Falando de pequeno-almoço, eu e o capitão largámos o lunático do Maquiavel no cais a apanhar um táxi para Halifax, deixámos bagagem e roupa suja na hospedaria “The Breakwater” – linda casa com imensas janelas junto à estrada principal, virada para a minúscula enseada – e fomos em busca de comida no restaurante junto do farol. Não há que enganar, visto que há apenas uma rua principal e meia dúzia de caminhos de gravilha para as poucas casas não alinhadas junto à estrada.

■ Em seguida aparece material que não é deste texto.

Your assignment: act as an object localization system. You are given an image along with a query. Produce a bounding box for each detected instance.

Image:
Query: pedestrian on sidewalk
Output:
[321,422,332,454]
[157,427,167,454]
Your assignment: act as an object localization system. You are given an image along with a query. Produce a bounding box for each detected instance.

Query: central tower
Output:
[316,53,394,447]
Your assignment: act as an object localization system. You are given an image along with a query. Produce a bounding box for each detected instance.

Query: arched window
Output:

O restaurante chama-se “SouWester” e está aberto há mais de 50 anos, como prova a arquitetura do edifício com longas tábuas brancas de madeira a revestirem as paredes exteriores e um peculiar telhado escuro de onde saem várias janelas de estilo colonial. Quem quiser comprovar há quanto tempo se sustenta aquela casa no pequeno morro rochoso junto ao farol poderá utilizar a cabina “Tardis” em cor Ferrari colocada junto da entrada do restaurante. O amplo espaço aberto no interior tem um caráter mais funcional, criado para recolher na sua floresta de mesas e cadeiras os grupos de visitantes que chegam aos magotes em autocarros estacionados nas traseiras.

Esta manhã, porém, nenhum visitante tinha chegado. No interior, não havia ninguém além da empregada que nos deu as boas vindas e de duas pessoas sentadas a uma mesa junto à janela, de costas voltadas para nós, uma com um chapéu de palha quase tão largo como um “sombrero” e a outra com uma boina vermelha a deslizar para o ombro esquerdo. O capitão fixou o olhar por uns instantes e fez-me sinal para o acompanhar.

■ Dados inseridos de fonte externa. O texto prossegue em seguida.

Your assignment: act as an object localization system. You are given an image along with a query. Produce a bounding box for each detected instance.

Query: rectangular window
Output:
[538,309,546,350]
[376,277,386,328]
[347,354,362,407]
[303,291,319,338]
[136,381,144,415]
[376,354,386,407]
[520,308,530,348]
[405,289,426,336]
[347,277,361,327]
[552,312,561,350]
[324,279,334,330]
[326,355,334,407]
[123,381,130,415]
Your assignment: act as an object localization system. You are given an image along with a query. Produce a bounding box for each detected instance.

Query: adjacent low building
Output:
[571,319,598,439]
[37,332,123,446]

“Bom dia, capitão Slocum.”

As cabeças viraram-se e as caras sorridentes de dois velhotes surpreenderam-me.

“Jackdaw, bem-vindo a Nova Escócia! Bom dia, menina. Sentem-se, sentem-se.», disse o homem do sombrero, apontando para os lugares em frente do par. «Devem estar esfomeados. Já mandámos vir o pequeno-almoço do capitão para vocês.”

Mal tínhamos começado a acomodar as nágedas às cadeiras de madeira e a empregada trouxe dois pratos com três ovos estrelados cada, rodeados de bacon, bolinhos de peixe e salsichas, tostas e batata palha frita aglutinada com cebola e ovo, algo que dá pelo nome de “hash browns” e que é, provavelmente, uma bomba calórica. Tudo delicioso.

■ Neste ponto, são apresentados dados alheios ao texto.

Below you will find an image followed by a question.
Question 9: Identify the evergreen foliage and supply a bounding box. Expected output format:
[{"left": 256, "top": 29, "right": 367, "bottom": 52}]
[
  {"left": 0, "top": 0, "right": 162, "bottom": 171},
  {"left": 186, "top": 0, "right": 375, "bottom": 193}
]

«Este é o Bill, mas é mais conhecido por deGarthe. Um artista de Peggy Cove que retratou, melhor do que ninguém, o que é ser um homem do mar na Nova Escócia.»

«É parecido com  ser um homem do mar na costa ocidental da Finlândia.», sorriu o homem da boina.

«O nome pode parecer local, mas o Bill é um finlandês de nascimento e no coração. E por pouco brasileiro!», riu o capitão Slocum.

«Estava à procura da terra mais bonita do mundo e acabei por a descobrir aqui, na Nova Escócia. E tu também andaste por lá.» Virou-se para nós e contou em tom de confidência. «Este homem pegou nos destroços de um barco, construiu uma nova embarcação e regressou com a família do Brasil aos Estados Unidos.»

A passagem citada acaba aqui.